Sims has been with the northshore DA's office since 2015. He has also prosecuted cases with the Orleans Parish District Attorney's Office and the U.S. Attorney's Offices in New Orleans and Shreveport.
Wynne waged a bruising campaign against Montgomery in 2020. Wynne, who runs a private legal practice based in Covington, sought to paint Montgomery as aloof, inaccessible, and soft on crime. He criticized the DA’s office for pleading cases out rather than taking them to trial.
Childress, who lives in Folsom, was set to retire after 25 years on the bench in the 22nd Judicial District Court. But now that the District Attorney's Office is open, he's delaying his retirement and will seek another term in public office.
"I really feel that I accomplished everything I wanted to do" as a judge, Childress said. "But this is totally different."
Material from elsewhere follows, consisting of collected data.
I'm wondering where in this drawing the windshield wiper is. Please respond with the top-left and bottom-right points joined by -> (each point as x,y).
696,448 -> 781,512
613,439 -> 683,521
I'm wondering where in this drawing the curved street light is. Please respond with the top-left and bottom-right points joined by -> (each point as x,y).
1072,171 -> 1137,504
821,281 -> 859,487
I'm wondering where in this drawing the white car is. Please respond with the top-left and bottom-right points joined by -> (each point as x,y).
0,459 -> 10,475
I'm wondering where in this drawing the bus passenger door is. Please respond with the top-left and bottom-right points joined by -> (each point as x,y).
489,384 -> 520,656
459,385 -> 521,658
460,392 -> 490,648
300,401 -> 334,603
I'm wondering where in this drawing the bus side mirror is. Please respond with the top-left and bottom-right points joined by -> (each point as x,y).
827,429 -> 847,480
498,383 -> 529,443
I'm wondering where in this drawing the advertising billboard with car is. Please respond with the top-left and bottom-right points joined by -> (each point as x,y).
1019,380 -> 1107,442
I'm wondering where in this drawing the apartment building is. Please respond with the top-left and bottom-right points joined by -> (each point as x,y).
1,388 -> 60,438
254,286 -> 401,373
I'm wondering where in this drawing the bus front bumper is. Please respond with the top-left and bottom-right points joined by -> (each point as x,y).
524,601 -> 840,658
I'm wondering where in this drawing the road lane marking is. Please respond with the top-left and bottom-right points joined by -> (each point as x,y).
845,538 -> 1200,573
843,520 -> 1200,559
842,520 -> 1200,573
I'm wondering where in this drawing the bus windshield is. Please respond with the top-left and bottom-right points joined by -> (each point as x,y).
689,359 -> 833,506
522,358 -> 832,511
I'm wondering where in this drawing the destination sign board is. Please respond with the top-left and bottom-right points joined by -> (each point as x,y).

"I'm an outsider looking in at the DA's office," he added. "If changes are necessary, I'll bring them about."
He was set to hand his seat on the bench to his successor, Alan Black, who won an October election for the judgeship in January. In order to qualify for the DA's race, Childress will have to retire as judge two weeks early. Black will likely to step into his new role early, Childress said.
With qualifying still more than two weeks away, more candidates may enter the race. But for those already in it, the scramble to raise campaign funds is already underway.
“We’re raising a lot of money really quickly,” said Lionel Rainey, a campaign spokesperson for Sims.